A precursor to becoming the first woman to join the National Guard, Parsons flew closer to the front lines to evacuate injured men than any other woman while serving in Korea; was the only American nurse to escort the first men returned from North Korea in a 1952 prisoner exchange; and became one of the few women to be awarded the Air Medal.

Norma Parsons enters National Guard

Big changes were ahead for the reserve components. Provisions of the Armed Forces Reserve Act of 1952 allowed women to join the Army and Air Force reserves; in 1955, the National Guard Bureau started letting female augmentees work in hospital units.

But if a Guard unit was mobilized, the nurses would go back to their reserve unit, according to Michael Dale Doubler’s “The National Guard and Reserve: A Reference Handbook.” Public Law 845, enacted in July 1956, authorized female officers to join the National Guard. 

Parsons had returned to reserve status after Korea, and resumed her civilian nursing career. She was attached to the New York National Guard’s 106th Tactical Hospital until Sept. 14, 1956, when she left the reserve and officially became the first woman in the National Guard.

Over the next 12 years, Parsons kept innovating. As the only nurse formally in the 106th, she took the title chief nurse, was promoted to major, and went on recruiting trips to nurse training schools. When there was lag time between when nurses joined the unit and when they could go to flight school, she created a training program. 

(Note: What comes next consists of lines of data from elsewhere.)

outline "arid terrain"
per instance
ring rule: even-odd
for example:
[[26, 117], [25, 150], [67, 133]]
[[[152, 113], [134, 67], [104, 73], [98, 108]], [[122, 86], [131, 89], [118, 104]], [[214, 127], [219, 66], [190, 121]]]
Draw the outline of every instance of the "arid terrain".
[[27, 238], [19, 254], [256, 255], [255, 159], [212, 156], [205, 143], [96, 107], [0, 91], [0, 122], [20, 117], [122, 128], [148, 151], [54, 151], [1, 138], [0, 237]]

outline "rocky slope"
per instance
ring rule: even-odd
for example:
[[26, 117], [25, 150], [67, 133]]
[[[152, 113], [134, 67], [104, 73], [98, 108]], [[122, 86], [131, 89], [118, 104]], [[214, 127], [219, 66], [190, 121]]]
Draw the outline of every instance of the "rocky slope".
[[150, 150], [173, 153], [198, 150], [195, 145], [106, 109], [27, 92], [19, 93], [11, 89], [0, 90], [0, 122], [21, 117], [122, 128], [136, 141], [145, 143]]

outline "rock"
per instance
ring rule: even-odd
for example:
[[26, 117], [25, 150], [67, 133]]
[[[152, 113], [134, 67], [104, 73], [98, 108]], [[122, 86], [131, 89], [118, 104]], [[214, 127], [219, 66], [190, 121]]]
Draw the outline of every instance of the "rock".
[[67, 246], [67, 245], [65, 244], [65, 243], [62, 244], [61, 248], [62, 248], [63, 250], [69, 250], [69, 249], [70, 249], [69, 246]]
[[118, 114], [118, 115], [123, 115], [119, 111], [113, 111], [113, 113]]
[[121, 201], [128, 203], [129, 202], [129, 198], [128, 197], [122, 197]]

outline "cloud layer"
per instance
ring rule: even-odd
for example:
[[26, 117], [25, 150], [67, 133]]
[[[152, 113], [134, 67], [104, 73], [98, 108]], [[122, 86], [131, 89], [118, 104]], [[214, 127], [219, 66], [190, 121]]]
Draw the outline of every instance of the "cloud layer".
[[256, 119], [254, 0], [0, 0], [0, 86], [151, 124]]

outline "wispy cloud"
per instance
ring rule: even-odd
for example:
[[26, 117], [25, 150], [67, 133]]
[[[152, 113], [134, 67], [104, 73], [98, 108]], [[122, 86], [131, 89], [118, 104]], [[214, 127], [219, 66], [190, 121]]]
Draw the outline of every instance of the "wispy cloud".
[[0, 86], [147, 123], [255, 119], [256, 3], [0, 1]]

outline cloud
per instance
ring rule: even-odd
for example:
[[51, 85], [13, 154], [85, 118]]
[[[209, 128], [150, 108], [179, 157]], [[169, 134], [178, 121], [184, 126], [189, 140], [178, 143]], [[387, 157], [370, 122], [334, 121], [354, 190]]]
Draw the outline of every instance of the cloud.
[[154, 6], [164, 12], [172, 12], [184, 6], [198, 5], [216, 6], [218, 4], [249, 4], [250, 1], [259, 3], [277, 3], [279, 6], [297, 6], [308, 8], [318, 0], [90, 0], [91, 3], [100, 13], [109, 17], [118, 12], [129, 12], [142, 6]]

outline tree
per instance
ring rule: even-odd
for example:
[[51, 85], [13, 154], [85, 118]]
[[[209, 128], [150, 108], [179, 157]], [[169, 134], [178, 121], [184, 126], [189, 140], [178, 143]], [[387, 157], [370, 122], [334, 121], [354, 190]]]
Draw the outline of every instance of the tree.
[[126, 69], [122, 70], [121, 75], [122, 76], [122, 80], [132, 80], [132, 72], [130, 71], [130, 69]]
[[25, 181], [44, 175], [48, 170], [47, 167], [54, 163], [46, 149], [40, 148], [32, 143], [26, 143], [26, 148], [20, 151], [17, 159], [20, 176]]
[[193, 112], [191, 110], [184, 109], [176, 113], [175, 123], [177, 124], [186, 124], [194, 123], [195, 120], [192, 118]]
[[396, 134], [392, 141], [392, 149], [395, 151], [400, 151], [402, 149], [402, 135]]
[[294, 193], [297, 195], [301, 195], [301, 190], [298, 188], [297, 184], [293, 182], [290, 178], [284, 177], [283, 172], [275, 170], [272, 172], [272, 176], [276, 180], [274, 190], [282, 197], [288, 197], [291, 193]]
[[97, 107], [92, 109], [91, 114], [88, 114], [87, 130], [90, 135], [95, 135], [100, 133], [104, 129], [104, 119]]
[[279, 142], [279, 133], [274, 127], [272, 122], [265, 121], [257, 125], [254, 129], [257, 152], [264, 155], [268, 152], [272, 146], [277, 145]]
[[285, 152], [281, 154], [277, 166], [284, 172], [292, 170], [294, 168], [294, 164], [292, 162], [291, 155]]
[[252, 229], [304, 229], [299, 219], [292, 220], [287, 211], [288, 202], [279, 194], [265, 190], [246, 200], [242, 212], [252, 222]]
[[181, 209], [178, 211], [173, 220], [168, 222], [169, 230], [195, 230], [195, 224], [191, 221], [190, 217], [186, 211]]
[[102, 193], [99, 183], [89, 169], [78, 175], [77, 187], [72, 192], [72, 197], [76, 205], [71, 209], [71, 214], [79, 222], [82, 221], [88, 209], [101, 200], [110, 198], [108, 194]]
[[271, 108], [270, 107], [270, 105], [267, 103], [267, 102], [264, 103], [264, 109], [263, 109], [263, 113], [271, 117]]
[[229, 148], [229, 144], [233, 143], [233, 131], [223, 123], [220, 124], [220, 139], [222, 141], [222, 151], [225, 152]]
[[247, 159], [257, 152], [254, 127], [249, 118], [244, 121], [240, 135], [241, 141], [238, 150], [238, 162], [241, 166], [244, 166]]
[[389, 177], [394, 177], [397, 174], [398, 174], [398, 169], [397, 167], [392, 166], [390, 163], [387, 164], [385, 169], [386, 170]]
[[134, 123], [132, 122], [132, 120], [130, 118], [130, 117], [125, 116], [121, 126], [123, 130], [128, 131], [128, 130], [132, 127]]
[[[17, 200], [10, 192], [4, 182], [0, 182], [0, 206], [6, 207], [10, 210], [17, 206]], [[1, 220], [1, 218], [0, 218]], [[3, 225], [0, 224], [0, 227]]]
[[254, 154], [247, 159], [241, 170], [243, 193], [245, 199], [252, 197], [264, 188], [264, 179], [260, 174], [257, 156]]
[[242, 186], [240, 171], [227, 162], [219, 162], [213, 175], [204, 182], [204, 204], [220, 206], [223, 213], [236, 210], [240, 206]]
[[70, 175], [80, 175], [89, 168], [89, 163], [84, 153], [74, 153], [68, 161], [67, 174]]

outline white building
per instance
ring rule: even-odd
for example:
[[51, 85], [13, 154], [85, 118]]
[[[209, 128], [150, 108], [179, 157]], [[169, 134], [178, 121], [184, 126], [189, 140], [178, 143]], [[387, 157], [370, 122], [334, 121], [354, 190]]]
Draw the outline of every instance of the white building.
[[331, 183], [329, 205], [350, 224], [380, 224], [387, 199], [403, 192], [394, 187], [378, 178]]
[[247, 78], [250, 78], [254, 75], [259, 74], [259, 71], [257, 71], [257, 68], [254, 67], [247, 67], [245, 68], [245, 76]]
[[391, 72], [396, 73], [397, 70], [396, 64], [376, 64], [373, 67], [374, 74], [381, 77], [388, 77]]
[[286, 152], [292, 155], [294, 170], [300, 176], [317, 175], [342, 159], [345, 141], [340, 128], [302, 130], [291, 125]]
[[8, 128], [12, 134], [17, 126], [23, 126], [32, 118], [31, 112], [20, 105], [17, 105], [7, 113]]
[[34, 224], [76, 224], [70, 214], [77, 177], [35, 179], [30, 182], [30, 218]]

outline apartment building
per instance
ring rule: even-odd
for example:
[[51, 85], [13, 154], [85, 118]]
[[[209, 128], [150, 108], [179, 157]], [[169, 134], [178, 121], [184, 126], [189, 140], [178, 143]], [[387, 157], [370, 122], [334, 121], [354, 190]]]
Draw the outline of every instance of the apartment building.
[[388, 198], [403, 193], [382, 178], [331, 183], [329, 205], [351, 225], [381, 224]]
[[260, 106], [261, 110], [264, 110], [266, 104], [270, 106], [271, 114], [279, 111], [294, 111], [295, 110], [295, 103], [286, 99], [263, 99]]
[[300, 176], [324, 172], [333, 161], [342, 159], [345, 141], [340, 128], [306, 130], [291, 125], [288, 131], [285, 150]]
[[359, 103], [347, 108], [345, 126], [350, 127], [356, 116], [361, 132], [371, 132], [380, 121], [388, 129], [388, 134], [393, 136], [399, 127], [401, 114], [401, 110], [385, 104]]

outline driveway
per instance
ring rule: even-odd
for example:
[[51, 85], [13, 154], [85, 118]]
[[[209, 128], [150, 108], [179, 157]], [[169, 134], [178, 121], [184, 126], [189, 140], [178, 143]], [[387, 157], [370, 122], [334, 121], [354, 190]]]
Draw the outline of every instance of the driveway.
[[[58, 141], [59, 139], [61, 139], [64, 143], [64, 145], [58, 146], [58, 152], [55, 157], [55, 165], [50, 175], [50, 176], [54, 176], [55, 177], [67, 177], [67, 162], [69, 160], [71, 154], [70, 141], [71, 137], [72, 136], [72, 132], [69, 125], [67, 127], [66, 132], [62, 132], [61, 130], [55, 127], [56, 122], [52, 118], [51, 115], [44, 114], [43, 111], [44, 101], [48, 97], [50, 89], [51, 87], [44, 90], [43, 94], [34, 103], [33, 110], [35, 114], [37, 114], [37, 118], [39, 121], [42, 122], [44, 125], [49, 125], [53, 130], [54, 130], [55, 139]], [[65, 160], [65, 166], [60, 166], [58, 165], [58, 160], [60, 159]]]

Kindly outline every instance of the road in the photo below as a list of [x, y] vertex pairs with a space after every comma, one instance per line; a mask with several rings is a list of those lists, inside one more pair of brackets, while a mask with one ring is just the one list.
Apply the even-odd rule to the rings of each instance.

By the mid-1980s, when Jenny Williamson-Duca joined the Delaware Air National Guard, quite a bit had changed. Women were allowed to enlist without prior service starting after the Vietnam War. She served as a medical technician, so she was one of the people carrying boxes of supplies, but in a flight suit instead of a dress.

“It seemed like everyone was the same,” said Williamson-Duca, who served from 1984 to 1991, making technical sergeant before getting out after the Gulf War. “I’d love to know how things are now,” she said.